More on this as the service gets more fleshed out and closer to launch.

My Second Attempt at MLM. Organo Gold.

2 Jul

organo-gold

Organo Gold sells organic coffee based on a natural supplement called Ganoderma. Ganoderma has medicinal properties and has been extensively used in Asian and holistic medicines.

Organo Gold sells through Multi-level Marketing (MLM). For those unfamiliar with the concept of MLM, give the Wikipedia article a read: http://en.wikipedia.org/wiki/Multi-level_marketing. Many large, successful companies use this business model–the best known examples include Avon and Tupperware.

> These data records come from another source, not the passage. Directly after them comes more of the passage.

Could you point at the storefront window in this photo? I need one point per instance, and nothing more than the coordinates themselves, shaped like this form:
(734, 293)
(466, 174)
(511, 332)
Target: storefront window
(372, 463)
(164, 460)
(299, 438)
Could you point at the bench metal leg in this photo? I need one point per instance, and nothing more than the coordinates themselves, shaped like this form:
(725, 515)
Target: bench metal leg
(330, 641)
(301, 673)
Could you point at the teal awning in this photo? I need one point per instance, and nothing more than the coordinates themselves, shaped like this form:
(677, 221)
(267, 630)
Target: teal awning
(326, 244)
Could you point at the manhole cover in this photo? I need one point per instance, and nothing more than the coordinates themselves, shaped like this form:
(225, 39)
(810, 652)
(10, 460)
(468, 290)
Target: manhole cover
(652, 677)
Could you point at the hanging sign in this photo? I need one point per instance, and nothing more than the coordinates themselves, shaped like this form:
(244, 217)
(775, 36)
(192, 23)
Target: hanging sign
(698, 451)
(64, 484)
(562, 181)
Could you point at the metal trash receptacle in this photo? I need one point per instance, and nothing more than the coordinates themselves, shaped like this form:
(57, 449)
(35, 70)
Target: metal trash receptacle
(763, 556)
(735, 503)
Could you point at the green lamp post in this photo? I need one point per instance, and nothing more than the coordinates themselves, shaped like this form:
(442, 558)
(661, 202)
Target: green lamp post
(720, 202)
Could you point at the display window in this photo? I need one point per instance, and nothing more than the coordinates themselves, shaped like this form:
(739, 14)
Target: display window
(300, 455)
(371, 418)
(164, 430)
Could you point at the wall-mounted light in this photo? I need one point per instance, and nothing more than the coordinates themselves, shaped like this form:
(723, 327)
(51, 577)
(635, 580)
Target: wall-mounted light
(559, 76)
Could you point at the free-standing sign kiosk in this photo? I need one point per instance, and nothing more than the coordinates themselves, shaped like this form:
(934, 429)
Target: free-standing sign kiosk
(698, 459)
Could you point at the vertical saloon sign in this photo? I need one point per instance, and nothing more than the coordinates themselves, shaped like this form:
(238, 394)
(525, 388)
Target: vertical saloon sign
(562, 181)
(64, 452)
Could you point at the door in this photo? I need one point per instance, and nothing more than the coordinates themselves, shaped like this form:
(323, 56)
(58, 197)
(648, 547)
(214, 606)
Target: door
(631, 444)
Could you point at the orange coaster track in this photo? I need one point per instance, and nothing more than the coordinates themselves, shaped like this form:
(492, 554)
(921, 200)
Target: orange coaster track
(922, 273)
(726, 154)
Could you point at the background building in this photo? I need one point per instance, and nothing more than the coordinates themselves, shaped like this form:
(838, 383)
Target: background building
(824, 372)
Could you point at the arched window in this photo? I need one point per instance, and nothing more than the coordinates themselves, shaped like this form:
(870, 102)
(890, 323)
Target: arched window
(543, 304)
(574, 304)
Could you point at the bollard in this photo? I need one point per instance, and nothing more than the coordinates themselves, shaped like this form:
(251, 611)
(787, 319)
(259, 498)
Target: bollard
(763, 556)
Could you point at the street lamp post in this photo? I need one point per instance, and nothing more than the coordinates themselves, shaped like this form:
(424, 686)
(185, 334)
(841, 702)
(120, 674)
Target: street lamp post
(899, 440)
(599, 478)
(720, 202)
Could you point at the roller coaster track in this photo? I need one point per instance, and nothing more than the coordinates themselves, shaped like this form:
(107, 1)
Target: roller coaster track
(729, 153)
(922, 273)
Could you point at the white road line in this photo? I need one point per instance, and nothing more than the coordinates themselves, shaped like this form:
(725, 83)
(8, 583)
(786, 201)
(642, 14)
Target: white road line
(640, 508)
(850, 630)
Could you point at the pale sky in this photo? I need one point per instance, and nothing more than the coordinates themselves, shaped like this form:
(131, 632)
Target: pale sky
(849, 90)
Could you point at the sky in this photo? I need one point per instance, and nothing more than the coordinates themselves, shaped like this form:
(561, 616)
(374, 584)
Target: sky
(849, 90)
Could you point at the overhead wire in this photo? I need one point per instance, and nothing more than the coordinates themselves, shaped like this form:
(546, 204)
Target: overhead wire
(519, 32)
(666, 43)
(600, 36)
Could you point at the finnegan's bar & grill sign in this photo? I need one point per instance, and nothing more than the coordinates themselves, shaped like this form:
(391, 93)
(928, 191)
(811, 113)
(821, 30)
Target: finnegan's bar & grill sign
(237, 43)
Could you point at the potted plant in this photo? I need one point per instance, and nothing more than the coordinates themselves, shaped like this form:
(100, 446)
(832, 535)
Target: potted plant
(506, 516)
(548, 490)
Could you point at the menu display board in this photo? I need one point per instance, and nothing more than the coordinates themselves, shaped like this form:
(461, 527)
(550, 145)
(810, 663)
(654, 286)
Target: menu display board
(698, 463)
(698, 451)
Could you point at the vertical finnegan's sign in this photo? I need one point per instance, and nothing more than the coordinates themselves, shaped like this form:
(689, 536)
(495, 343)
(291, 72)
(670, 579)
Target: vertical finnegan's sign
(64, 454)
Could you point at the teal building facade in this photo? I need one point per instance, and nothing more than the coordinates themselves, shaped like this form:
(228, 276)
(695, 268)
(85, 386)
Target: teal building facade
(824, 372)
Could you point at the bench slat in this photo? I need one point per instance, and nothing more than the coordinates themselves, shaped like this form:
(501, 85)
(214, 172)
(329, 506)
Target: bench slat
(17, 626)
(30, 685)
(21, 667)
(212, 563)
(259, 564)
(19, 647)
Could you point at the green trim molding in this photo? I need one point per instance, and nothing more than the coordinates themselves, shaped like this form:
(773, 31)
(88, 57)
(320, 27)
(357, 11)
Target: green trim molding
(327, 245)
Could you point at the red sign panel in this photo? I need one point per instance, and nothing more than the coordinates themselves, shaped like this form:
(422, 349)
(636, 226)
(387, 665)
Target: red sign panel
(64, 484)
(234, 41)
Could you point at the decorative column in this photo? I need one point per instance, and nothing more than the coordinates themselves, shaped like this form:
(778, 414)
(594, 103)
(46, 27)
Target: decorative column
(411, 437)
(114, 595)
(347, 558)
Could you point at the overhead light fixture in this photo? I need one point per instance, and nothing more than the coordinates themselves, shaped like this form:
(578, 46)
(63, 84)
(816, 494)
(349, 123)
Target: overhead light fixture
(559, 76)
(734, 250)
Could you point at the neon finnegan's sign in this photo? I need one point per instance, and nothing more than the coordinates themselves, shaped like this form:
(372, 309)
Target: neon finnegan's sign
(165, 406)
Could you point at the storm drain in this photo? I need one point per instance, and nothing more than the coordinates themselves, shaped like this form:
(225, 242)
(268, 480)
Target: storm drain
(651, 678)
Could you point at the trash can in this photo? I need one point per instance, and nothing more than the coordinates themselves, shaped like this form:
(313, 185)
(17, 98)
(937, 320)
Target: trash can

This is my second attempt at MLM. The first attempt (Isagenix) kind of fell by the wayside. How come? Well, I’ve just been consumed with other business ideas, mainly a “web startup” I launched about year ago.

I was recruited to join Organo by my friend, Chris. Chris is a tennis coach living in Texas. We met through a mutual friend here in New York City. He only joined Organo Gold just over a month ago, but has already earned several thousand.

With Organo, I will again take an unconventional approach to MLM. My idea is to build an ecommerce site around Organo Gold products (and quite possibly add on similar products into our product catalog) and promote it like a normal online business. Over the past several years, I have built several successful ecommerce sites, so will leverage those experiences in this MLM venture.

Also, Chris will be my partner on this. While I focus on Internet marketing and web development, he will focus on the traditional direct-selling side of MLM. He is great at that. He will also be directing customers directly to our site.

Btw, if this is something you think you’d be interested in, shoot me an email (dave@[this domain]). I will put you directly in touch with Chris.

If you’re unsure or just want more info, I still recommend you speak with Chris. Here are 2 reasons why:

  1. Coffee is the second most consumed beverage in the world–second only to water.
  2. Organo (like Isagenix) has a very optimal, 2-leg referral plan. The essence of it is this — if you join under my tree, then HALF of all my future referrals will automatically become your referrals.

If you want to see the ecommerce site come together, check it out here: SedonaFoods.com.  We picked and registered the domain yesterday.  Over the next couple days, the site itself should take shape and we’ll be in business!  I will be posting periodic updates to this blog.

Total investment so far? About $2.12.  I used the promo code FORK on GoDaddy to register SedonaFoods.com for $1.99.